There was a time soon after my divorce that I withdrew from the world. I closed off my heart to everyone. Even though I made the decision to leave my marriage, after I left I felt as though I had been abandoned. With this sentiment at the forefront of my mind I held very little faith in people and in the comfort and understanding I thought they could offer. I mistrusted those who had stood by me all my life, in fact, they were the ones I distrusted most. I wasn’t about to allow my heart to be broken again, I wasn’t about to let someone get close to me just to have them leave.
I began building sturdy walls around my heart that I thought were for protection. In the end these same walls became a prison. I wanted to let people in again but the walls I built were too high and too strong and I was too wounded and weak. I needed help breaking free from the prison I placed myself in. So I cried out to God again and I began learning what perfect love and perfect understanding looks like.
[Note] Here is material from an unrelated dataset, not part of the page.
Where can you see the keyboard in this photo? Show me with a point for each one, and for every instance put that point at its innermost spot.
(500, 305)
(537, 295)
Gently, tenderly, He began removing one building block at a time. Sooner than I’d ever have imagined possible my walls came tumbling down.
Now that I am able to once again open my heart to others my hope is to begin restoring and strengthening those bonds stretched thin by my emotional isolation. To my family, especially to one very special person, I want to say that I’m sorry. I love you forever.
The Lord is nigh unto them that are of a broken heart; and saveth such as be of a contrite spirit.
Dear World, I wish you closeness and comfort.